Devlet Bahçeli, en çok şehit veren illerden olan Osmaniye'nin ihanetin nasıl bir kötülük olduğunu iyi bildiğini, anaların gözlerinden akan yaşların kentte adeta nehre dönüştüğünü vurguladı.
FETÖ'den aldıkları emirle 15 Temmuz gecesi işgale teşebbüs edenlerin 251 vatan evladını şehit ettiğini anımsatan Bahçeli, milletin fedakarlığıyla ve muazzam direnişiyle işgalin durdurulduğunu, hainlerin hak ettiği cezaları bulduğunu belirtti.
Bahçeli, "Bir yanda bölücü terör örgütünün saldırıları diğer yanda FETÖ'nün devleti içten çökertme ve istila emelleri, bir yandan küresel güçlerin PYD/YPG'ye para, silah ve siyasi destek vererek terör devleti kurdurma çabaları, diğer yanda Türkiye'nin önünü kesme, elini kolunu bağlama girişimleri.

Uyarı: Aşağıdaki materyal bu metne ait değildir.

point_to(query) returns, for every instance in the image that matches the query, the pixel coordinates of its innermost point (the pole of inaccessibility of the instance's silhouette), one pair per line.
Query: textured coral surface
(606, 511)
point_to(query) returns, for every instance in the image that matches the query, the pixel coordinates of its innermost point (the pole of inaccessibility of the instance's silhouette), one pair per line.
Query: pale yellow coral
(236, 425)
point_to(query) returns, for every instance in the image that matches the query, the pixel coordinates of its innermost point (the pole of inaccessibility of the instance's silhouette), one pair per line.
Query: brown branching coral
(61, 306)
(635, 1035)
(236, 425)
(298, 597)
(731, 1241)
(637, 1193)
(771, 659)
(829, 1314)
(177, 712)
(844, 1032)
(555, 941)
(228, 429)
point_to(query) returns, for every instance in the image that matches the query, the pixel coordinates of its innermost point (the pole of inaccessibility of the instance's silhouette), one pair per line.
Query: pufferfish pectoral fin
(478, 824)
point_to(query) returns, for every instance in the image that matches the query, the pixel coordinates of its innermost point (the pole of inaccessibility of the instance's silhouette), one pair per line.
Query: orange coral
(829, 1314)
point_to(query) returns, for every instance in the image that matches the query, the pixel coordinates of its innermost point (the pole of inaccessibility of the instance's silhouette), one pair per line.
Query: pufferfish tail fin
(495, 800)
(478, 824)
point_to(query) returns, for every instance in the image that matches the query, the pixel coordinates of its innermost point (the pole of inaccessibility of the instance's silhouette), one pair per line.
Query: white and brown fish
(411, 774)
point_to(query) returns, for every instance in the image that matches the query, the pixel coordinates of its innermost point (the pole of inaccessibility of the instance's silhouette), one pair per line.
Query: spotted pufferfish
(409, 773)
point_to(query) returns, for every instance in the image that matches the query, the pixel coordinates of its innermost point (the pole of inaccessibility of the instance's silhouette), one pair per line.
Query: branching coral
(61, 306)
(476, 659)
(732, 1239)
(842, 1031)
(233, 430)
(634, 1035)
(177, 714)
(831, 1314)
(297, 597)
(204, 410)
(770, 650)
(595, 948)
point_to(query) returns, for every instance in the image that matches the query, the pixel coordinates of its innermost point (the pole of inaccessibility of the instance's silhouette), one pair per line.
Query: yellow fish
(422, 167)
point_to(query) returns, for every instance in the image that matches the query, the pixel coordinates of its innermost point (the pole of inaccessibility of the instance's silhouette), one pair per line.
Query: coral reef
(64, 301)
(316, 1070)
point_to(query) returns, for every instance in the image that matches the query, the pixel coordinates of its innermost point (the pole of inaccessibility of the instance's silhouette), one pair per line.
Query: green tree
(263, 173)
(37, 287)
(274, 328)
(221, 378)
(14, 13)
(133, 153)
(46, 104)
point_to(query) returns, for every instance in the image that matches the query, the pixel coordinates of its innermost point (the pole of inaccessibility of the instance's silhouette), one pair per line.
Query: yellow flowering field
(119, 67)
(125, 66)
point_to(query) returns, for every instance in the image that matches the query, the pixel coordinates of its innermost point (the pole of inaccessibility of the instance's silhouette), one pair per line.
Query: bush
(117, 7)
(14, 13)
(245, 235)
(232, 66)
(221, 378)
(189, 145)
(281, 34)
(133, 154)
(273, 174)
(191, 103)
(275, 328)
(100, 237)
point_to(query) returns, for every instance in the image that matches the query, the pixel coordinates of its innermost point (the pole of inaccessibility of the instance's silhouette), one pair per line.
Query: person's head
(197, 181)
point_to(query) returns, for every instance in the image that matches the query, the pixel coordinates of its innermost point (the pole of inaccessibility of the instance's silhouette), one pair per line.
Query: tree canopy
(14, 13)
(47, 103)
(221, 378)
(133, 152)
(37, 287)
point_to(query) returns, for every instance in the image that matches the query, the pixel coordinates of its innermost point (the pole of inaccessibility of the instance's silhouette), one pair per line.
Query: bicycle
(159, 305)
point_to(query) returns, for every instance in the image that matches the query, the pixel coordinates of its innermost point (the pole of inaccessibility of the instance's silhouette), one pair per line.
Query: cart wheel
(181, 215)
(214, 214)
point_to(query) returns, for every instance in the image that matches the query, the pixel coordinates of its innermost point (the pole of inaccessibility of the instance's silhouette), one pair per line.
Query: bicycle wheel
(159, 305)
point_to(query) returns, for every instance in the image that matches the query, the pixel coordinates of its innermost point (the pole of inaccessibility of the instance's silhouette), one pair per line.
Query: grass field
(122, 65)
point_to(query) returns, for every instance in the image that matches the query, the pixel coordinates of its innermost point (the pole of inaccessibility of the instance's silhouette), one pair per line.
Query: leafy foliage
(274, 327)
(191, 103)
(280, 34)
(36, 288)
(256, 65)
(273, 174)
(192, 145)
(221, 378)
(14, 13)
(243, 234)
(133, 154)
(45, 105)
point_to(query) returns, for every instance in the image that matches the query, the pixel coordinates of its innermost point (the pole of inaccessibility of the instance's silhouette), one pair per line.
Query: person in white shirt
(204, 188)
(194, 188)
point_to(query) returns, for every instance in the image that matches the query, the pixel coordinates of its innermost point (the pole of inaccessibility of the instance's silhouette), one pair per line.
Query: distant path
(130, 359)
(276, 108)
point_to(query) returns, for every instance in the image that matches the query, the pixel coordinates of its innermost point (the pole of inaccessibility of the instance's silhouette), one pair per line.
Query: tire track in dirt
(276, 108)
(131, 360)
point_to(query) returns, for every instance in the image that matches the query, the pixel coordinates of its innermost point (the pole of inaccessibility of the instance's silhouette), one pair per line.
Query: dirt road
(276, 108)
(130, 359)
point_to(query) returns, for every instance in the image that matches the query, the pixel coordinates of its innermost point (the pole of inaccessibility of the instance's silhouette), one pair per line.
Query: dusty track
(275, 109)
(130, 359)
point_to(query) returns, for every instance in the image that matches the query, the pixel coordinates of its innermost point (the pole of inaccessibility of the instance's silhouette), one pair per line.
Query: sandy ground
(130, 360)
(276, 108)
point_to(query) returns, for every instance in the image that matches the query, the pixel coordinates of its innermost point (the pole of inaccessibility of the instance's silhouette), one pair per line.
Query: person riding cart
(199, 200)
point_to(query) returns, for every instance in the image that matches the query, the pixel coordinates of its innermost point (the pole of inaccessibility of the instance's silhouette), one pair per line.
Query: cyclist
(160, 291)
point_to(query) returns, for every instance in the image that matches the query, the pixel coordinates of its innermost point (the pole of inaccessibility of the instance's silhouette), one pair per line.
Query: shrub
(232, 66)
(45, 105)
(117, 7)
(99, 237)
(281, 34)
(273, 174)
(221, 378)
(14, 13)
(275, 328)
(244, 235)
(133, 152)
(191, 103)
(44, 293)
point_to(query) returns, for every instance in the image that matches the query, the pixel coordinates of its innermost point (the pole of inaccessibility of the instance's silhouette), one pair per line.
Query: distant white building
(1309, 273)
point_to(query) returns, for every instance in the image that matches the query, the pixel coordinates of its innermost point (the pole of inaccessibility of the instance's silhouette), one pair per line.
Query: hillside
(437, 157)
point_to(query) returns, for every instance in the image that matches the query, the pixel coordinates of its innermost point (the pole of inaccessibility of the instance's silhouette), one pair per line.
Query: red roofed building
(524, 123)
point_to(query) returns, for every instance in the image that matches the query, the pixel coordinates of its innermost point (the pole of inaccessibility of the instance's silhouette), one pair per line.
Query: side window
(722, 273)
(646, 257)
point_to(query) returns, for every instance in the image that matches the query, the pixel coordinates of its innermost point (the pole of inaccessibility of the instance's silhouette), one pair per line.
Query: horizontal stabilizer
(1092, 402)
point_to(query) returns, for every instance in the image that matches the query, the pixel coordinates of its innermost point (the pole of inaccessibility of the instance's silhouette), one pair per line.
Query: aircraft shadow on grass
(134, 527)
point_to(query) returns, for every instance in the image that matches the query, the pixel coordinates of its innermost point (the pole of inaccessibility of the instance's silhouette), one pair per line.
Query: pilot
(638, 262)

Bir yanda döviz saldırıları, kur oyunları, ekonomik terör yanında patlıcan, soğan, patates bahanesiyle Türkiye'nin altını oyma hevesleri... Bir yanda zillet, diğer yanda millet. Bir yanda bela, diğer yanda beka. Türkiye'yi teslim alamayacaklar. Türk milletine diz çöktüremeyecekler. Al bayrağı indiremeyecekler, vatanı bölemeyecekler." değerlendirmesinde bulundu.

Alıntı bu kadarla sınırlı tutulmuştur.